Fleur had her eyes closed. Her chest was rising and falling slowly. Stefan’s thoughts drifted to his grandad. The funeral had been small and his mother had taken him to one of the big department stores to get a suit, saying he would need one for interviews in the summer anyway. College was pressing everyone to get their applications in, but he wasn’t at all interested. He had never seen his father in a suit before, and his mother said it didn’t fit, but it was borrowed from a workmate, and Stefan thought he had looked fine.

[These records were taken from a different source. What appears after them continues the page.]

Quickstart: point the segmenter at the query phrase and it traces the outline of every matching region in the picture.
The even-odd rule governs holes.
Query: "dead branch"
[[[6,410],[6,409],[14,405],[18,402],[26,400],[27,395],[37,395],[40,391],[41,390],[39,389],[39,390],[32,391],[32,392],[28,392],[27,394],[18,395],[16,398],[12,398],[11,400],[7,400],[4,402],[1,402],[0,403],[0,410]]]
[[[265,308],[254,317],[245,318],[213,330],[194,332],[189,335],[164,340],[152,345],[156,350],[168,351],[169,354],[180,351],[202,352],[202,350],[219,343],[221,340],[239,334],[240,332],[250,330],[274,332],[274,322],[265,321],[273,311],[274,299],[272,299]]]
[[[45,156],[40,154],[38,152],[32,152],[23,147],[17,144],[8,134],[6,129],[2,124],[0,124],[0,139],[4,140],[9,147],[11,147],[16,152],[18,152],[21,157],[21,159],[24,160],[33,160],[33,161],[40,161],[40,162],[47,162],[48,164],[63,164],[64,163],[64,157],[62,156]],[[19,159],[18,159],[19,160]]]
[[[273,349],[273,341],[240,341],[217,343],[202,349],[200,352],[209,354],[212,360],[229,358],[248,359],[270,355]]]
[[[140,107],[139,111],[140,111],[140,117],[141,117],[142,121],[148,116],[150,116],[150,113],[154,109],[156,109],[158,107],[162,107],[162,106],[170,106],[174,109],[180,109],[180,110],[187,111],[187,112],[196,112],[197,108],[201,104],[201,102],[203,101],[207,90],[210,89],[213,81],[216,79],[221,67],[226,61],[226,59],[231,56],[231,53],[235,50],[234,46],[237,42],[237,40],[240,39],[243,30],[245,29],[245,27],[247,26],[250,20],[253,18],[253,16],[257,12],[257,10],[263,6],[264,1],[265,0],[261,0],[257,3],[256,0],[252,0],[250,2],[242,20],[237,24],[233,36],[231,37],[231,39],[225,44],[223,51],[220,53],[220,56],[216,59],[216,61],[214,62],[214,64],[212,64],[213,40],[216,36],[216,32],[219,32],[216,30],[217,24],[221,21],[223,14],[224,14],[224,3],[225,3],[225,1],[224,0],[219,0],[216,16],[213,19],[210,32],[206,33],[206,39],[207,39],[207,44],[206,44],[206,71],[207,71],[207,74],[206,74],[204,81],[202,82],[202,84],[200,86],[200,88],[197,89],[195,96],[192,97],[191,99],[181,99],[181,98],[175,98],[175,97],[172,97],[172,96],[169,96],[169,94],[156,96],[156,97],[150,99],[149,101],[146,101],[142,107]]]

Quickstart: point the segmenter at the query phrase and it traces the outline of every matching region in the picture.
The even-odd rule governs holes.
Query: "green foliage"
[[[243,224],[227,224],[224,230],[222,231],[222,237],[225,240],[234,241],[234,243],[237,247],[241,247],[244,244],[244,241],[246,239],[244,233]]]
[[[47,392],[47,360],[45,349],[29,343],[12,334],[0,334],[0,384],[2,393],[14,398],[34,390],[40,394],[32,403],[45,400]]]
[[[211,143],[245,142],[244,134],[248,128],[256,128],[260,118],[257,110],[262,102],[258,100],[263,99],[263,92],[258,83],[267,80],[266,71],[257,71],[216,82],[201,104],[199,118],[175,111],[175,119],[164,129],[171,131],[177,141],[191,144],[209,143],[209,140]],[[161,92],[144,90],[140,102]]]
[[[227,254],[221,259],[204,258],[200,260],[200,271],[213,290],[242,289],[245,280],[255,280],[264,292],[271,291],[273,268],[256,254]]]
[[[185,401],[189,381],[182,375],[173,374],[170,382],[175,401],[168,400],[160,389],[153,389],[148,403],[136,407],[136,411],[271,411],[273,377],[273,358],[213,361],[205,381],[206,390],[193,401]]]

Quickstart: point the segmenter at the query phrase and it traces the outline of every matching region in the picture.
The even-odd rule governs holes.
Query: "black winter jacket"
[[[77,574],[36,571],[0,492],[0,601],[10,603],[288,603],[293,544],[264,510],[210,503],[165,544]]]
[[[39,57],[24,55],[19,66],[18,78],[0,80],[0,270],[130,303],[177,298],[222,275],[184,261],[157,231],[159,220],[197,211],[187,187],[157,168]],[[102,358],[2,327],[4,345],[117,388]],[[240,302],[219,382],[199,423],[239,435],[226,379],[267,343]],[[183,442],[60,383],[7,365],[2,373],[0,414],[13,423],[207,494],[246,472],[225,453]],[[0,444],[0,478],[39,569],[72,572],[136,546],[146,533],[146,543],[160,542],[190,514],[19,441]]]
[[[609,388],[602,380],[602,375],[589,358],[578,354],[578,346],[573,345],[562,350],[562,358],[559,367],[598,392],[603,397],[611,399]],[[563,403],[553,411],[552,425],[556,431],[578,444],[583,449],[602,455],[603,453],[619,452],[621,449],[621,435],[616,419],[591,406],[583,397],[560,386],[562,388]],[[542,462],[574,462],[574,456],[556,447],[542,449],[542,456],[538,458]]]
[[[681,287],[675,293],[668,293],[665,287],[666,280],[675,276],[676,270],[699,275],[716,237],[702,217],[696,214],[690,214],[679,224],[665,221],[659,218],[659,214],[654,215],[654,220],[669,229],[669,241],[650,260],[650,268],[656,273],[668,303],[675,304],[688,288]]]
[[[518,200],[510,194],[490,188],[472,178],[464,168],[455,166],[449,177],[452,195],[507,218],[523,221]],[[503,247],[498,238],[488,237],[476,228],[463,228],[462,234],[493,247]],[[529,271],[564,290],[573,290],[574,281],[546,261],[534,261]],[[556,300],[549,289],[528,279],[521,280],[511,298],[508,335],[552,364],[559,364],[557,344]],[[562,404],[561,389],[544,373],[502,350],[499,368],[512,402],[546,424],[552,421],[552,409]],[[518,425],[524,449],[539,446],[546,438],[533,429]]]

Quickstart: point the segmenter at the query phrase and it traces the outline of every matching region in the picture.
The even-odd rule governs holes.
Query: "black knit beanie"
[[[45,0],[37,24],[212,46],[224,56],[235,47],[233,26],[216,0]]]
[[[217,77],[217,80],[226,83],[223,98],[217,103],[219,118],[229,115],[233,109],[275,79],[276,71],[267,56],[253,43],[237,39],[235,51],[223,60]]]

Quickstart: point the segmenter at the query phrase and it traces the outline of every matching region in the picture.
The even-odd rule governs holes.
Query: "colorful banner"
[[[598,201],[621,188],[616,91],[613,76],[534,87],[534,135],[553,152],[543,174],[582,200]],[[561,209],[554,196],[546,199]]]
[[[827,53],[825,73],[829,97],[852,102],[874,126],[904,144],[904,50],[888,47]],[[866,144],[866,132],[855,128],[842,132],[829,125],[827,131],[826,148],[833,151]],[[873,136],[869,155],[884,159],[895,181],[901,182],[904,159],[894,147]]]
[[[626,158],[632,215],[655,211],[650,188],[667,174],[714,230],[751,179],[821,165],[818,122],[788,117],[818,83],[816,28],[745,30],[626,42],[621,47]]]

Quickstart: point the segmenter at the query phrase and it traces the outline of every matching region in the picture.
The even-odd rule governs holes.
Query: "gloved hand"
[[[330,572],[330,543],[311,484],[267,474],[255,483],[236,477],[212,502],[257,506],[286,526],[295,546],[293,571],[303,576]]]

At the service his mother had worn a black dress and jacket, with a small, white rose on the lapel. Grandad didn’t seem to have any friends.
He wanted time, more than anything, once the Finals were over. He wanted a long summer. One last go at the tournaments. But then, only a few weeks ago, Stefan had played an elderly ex-military guy. He was a name he had seen on competition draws several times over the years but had never actually met. The man was funny, gently spoken, dressed in a shockingly white shirt and shorts, and extremely competitive. Stefan liked him a lot, but the man had gotten into Stefan’s head. Stefan was younger, fitter, had better shots, but the older man had moved him around, kept him off balance and consistently found angles Stefan didn’t expect. It was an unnerving lesson. Halfway through the second set, Stefan had given up. The veteran’s game had been a puzzle he couldn’t solve. A rare experience, for him, on a tennis court. If a veteran could pick him apart like that, what made him think he could go pro?